Rene Denfeld is, among other things, a journalist who focuses on death row and the death penalty. Her message in this book is obvious: the penal system is horrific, and desperately needs reform. It's an important message, and I think choosing fiction as her medium was a smart way to get it noticed, but I feel rather bashed over the head with it. The writing itself is good, particularly in the parts in which we follow "the lady," a woman whose job is to find enough evidence to get a reprieve of the death sentence for her clients. But the prison parts are just awful. I guess that's the point, and perhaps it's willfully naive of me to rebel against reading such terrible things as repeated prison rape, guard corruption, and almost laughably substandard medical care. There are few people I could suggest this book to, few customers I know who would be able to handle the horror contained in this little novel. And it's a shame, because Denfeld is trying to make a very important case, and she clearly has the skill to do it. But reading is my escape, just as it is for our death-sentenced narrator, Arden; I get enough horror in the daily news, I don't want it from my fiction as well.
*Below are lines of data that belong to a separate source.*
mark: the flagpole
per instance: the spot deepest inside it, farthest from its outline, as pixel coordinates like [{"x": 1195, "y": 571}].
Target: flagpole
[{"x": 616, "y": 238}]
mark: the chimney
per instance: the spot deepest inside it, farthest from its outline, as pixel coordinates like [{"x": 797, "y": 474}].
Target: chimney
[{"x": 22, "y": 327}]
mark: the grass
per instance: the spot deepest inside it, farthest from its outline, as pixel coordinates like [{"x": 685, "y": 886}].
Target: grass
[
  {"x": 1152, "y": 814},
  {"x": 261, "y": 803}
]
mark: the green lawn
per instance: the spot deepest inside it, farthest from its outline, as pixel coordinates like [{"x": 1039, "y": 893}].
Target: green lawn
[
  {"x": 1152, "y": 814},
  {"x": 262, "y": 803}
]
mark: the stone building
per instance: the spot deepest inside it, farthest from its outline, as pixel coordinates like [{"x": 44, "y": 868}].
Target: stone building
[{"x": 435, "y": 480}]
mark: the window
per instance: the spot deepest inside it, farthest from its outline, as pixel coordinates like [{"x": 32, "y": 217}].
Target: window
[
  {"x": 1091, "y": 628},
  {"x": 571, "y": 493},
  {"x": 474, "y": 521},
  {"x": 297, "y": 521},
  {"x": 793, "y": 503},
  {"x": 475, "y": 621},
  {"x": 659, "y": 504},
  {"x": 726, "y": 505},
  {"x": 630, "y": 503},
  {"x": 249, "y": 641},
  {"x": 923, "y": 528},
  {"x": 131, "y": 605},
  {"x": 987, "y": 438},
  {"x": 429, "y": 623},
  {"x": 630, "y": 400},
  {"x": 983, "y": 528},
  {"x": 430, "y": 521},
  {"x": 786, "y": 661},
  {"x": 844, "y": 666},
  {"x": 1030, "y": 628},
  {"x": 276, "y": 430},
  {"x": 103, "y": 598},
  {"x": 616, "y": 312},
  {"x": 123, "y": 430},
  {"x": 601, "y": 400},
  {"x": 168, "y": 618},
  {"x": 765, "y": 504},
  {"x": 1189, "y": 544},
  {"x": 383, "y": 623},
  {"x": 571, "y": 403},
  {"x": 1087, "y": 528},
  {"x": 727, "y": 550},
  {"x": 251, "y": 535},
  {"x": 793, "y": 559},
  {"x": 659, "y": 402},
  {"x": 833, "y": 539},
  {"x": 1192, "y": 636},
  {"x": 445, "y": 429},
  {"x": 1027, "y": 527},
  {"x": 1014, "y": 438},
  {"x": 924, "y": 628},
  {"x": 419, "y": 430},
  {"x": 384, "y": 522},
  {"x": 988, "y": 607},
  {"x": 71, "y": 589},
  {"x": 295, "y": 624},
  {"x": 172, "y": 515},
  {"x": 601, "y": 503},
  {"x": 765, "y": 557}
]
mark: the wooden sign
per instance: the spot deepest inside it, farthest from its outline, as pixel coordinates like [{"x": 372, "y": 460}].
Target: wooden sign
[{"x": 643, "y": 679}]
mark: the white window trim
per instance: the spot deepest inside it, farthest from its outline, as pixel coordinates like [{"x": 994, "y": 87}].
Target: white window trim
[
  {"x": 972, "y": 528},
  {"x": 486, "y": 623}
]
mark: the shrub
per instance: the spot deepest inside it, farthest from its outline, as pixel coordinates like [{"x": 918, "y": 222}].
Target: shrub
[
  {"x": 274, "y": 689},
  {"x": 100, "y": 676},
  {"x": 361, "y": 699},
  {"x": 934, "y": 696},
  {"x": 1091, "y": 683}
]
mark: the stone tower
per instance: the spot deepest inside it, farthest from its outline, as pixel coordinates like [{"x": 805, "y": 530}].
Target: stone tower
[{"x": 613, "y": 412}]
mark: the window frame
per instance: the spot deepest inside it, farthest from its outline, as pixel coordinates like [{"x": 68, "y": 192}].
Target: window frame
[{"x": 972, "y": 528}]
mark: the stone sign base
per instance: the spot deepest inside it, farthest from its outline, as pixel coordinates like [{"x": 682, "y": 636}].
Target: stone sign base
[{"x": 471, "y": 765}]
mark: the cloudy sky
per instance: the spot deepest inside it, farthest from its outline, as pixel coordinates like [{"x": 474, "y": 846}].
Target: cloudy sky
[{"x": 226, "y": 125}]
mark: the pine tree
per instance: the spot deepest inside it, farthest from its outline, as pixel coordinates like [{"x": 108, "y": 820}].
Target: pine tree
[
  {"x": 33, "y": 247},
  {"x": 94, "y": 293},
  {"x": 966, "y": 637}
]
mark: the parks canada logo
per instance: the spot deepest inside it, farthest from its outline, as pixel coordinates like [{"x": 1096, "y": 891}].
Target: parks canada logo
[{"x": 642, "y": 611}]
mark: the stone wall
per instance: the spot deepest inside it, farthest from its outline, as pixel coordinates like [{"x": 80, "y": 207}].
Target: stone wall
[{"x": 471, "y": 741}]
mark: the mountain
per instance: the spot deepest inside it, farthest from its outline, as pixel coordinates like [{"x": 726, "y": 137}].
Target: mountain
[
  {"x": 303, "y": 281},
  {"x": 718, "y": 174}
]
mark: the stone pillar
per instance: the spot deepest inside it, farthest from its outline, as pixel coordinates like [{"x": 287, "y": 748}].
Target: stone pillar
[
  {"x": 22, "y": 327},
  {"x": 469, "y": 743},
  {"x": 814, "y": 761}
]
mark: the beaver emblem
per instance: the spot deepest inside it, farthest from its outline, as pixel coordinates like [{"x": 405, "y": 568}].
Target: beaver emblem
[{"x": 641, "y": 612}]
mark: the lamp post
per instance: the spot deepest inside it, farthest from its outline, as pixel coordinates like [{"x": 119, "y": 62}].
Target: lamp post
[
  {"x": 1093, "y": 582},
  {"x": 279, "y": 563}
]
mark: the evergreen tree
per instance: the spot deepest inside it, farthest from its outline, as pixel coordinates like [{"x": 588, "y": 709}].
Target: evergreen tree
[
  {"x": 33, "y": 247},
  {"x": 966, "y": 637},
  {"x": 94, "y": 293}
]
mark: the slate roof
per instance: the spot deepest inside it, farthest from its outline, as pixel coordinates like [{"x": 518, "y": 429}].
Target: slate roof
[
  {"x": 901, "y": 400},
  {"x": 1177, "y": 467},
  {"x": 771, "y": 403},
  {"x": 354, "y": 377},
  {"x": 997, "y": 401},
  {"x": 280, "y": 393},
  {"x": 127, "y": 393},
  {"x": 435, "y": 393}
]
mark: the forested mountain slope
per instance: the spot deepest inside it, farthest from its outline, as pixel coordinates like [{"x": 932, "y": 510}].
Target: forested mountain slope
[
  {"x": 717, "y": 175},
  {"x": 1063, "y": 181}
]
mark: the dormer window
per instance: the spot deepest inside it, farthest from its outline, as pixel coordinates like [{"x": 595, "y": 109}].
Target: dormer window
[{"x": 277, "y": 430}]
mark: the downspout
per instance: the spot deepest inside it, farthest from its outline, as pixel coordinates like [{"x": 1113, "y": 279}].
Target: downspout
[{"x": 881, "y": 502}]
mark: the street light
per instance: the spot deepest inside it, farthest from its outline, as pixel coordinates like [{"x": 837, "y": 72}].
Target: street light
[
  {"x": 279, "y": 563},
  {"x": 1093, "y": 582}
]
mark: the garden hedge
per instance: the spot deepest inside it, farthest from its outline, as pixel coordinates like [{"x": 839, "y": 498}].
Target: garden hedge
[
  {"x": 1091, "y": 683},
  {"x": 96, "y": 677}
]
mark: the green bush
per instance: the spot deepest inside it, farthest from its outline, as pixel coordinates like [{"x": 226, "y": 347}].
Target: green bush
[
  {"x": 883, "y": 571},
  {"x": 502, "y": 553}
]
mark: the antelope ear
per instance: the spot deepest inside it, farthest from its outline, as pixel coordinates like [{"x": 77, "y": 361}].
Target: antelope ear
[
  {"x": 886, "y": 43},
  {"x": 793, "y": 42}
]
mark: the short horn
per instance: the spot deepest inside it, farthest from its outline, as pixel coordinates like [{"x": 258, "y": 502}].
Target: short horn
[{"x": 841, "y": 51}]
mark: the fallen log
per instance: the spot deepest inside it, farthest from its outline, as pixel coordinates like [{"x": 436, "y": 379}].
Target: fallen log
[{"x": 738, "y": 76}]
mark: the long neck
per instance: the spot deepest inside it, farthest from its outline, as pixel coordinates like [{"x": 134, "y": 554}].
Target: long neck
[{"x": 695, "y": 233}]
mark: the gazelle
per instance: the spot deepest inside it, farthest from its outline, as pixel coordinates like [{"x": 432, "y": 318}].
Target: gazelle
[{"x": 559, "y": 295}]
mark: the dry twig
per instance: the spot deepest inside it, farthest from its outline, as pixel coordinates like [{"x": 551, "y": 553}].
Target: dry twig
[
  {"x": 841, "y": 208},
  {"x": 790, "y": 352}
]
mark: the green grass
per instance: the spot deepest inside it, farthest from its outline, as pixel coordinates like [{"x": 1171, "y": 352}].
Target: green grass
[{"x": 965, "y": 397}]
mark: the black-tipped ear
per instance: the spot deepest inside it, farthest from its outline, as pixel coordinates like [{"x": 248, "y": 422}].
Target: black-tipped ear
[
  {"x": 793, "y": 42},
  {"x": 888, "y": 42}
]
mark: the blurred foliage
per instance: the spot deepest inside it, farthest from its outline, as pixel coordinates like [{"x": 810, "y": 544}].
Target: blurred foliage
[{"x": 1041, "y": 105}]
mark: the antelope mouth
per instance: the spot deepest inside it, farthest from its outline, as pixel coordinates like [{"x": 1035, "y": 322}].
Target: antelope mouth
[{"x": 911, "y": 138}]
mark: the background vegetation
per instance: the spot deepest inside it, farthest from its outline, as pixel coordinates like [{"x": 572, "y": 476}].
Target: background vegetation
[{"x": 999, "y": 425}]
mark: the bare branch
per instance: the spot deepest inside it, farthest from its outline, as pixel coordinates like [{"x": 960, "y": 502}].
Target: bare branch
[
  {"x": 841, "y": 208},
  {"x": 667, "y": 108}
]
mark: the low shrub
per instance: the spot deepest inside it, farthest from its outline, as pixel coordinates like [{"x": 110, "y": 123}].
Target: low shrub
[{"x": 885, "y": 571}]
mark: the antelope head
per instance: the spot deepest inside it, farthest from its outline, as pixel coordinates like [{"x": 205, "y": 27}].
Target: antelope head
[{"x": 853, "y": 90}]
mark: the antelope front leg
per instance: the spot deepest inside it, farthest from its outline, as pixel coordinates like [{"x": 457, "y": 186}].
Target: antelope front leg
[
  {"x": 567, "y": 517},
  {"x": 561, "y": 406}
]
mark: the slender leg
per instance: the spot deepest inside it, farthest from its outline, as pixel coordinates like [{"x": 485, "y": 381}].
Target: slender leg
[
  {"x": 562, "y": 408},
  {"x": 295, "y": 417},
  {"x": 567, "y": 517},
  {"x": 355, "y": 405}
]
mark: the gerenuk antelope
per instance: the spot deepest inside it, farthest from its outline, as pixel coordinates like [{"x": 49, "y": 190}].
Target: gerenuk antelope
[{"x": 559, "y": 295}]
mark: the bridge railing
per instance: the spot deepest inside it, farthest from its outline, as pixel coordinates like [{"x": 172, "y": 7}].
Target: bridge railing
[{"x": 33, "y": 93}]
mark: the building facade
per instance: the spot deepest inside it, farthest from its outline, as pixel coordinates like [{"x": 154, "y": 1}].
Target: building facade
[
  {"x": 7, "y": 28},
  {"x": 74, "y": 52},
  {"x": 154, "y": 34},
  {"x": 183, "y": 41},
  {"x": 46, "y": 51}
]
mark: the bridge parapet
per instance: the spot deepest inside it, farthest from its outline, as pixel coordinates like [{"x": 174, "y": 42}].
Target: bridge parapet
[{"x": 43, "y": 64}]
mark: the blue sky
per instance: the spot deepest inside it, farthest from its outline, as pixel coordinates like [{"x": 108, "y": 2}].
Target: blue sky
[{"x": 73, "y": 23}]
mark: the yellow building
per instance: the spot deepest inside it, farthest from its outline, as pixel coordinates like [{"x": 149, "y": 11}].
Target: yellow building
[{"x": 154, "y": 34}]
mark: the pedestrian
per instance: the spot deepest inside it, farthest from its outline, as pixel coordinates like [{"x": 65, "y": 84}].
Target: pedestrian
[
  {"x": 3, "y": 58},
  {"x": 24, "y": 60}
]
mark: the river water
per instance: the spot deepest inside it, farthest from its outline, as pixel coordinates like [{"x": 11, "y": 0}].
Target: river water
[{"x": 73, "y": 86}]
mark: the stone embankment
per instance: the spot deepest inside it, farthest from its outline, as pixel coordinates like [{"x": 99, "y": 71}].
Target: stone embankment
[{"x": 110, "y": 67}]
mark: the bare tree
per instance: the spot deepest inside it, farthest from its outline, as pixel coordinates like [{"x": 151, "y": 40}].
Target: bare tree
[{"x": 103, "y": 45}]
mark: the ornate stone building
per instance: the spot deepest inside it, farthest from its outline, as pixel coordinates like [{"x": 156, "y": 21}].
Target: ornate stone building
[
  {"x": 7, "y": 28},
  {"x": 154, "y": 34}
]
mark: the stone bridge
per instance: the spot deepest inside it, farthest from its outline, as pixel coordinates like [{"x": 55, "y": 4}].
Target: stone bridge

The Language Wars, by Henry Hitchings

We've all been there: caught up in a conversation, you accidentally trip up on your own tongue and use the wrong word, or conjugate the verb incorrectly. The point you're trying to make is all but forgotten as your conversational partner gets hung up on your silly mistake, and you can practically feel the judgment radiating from them. Hitchings' book is about the history of just that situation, how people obsessed with proper language are not a new phenomenon. But language, Hitchings points out, is hardly static. It is in flux constantly, as evidenced by the words we now have in our dictionaries that did not exist two hundred years ago, or words that existed as recently as fifty years ago that have now fallen out of normal usage and will probably leave the English language soon. Grammatical rules have changed greatly, as well, though some have hung on tenaciously, like the dreaded double negative. Hitchings explores the way language theory has developed, arguing that those who make any comment about usage are often buying into a particular notion of socio-economic class. Derision over language is used to mock those in the upper echelons as well as the lower classes, with no attention paid to the fact that language is as changeable as the people who use it. It's a very interesting book, quite funny at times and illuminating something we use everyday but think about very little. I even learned a few new words, myself!

Apr 2, 2014

The Flamethrowers, by Rachel Kushner

I am not, apparently, a big fan of incomplete sentences. They're distracting, taking me out of the flow of the writing and making me reread what I just finished in case the lack of grammar was all in my head. That's my only real complaint about "The Flamethrowers," however, my bookstore's next book club selection.

The novel is broken up into two alternating stories: first we have a girl known only by the nickname Reno, a young woman who moves to New York in the 1970s to try to become a serious artist. Then we have Valera, the Italian father of Reno's older boyfriend, who lived through two world wars and came out at the top of the industrial and socio-economic pyramid. It's a brilliant juxtaposition and interaction, the heady art scene of New York and the socialist uprisings of Italian youth. Which is more real? Which is more important? People die, and dissimulate, and deceive, for all kinds of reasons. Kushner's writing is extremely deliberate, creating a dense reading experience that is sometimes a bit difficult to push through, but well worth it. I wouldn't call this book a favorite of mine, but I do appreciate its artistry and the way it makes me think about topics I'd otherwise skim over, and it will undoubtedly make for a fascinating discussion.